Nachdem ich die Warriors-Reihe von Erin Hunter geliebt und jedes einzelne Buch davon verschlungen habe, lockte mich nun auch ihre neue Reihe »Survivors«. Hunde statt Katzen, ein hübsches Cover, ein spannend klingender Klappentext – warum nicht? Und so wanderte der erste Band »Survivors – The empty city« kurzerhand auf meinen E-Reader.

In »Survivors« sieht man die Welt durch die Augen von Lucky, der sich bisher ohne Herrchen auf der Straße durchgeschlagen hat. Kurz zuvor wurde er in ein Tierheim gesperrt, aus dem nach einem verheerenden Erdbeben nur er und die Windhündin Sweet entkommen können.
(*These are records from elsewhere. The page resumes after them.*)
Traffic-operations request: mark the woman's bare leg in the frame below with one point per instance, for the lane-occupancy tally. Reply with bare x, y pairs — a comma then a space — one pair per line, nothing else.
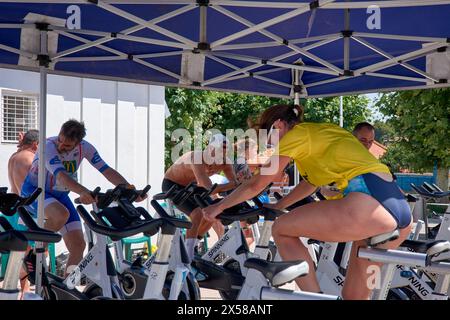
355, 217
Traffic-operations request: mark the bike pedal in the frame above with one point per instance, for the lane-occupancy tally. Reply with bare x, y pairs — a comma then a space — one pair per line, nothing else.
406, 274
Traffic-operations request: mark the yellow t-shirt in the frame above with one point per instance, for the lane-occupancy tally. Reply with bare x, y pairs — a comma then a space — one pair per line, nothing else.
327, 154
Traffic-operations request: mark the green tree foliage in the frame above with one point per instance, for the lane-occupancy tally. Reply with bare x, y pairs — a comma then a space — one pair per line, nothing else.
356, 109
420, 120
224, 111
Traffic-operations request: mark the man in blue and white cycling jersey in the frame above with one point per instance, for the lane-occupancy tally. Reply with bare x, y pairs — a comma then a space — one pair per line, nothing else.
63, 156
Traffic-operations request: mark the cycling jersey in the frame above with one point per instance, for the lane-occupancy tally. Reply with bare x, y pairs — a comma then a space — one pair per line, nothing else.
327, 154
68, 162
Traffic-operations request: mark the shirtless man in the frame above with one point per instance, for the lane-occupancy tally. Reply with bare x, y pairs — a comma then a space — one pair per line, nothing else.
185, 170
18, 165
20, 161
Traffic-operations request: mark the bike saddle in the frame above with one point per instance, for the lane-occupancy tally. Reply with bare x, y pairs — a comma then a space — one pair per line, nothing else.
430, 247
383, 238
278, 272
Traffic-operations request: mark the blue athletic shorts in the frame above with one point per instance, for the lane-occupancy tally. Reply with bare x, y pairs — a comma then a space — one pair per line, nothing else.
387, 193
73, 223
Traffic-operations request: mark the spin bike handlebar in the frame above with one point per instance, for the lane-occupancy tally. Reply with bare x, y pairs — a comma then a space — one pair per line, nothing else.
148, 226
10, 202
423, 192
252, 214
176, 222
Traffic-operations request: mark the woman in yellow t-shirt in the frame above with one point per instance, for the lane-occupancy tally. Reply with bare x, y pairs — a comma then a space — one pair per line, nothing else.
325, 154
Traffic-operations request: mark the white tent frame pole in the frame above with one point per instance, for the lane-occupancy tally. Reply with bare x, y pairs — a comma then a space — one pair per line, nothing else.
410, 55
296, 102
17, 51
256, 45
123, 57
340, 5
127, 31
135, 59
42, 172
247, 74
393, 76
302, 9
241, 76
398, 37
17, 25
203, 24
278, 39
389, 56
272, 63
103, 40
146, 24
231, 75
318, 83
259, 4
Aber während sich Sweet auf die Suche nach anderen Hunden machen und sich einem Rudel anschließen möchte, bleibt Lucky lieber allein. Auf der Suche nach Nahrung durchstreift er die völlig zerstörte Stadt und muss sich mehr als einmal in den Kampf stürzen oder vor Gefahren fliehen. Doch gerade, als die Situation für Lucky aussichtslos scheint, trifft er auf eine bunt zusammengewürfelte Truppe von Hunden, die ihm im richtigen Moment zu Hilfe kommen. Darunter befindet sich auch Bella, Luckys Wurfschwester, die er nicht mehr gesehen hat, seit sie beide im Welpenalter verkauft wurden.
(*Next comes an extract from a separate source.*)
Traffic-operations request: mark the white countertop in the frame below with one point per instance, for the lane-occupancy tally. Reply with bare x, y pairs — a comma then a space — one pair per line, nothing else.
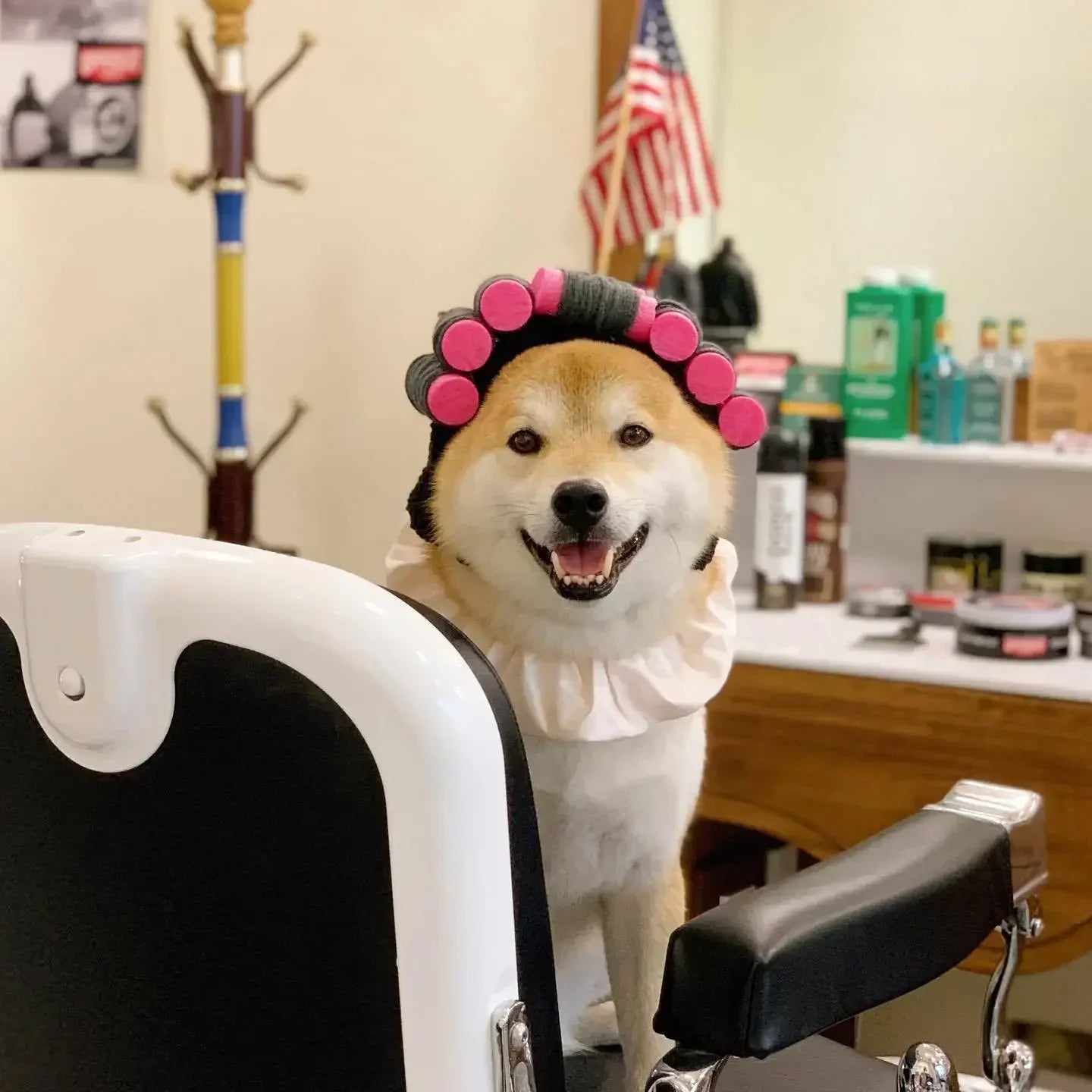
824, 639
Im Gegensatz zu Lucky haben die anderen Hunde bis zum Erdbeben bei Menschen gelebt und ihre natürlichen Hundeinstinkte scheinbar verloren. Nur mit viel Überredungskunst gelingt es Lucky, das kleine Rudel davon zu überzeugen, dass sie in der Stadt nicht mehr sicher sind und die zusammenbrechenden Häuser ihrer ›Longpaws‹ verlassen müssen. Doch den Glauben daran, dass ihre Menschen eines Tages zu ihnen zurückkehren werden, kann er ihnen nicht ausreden.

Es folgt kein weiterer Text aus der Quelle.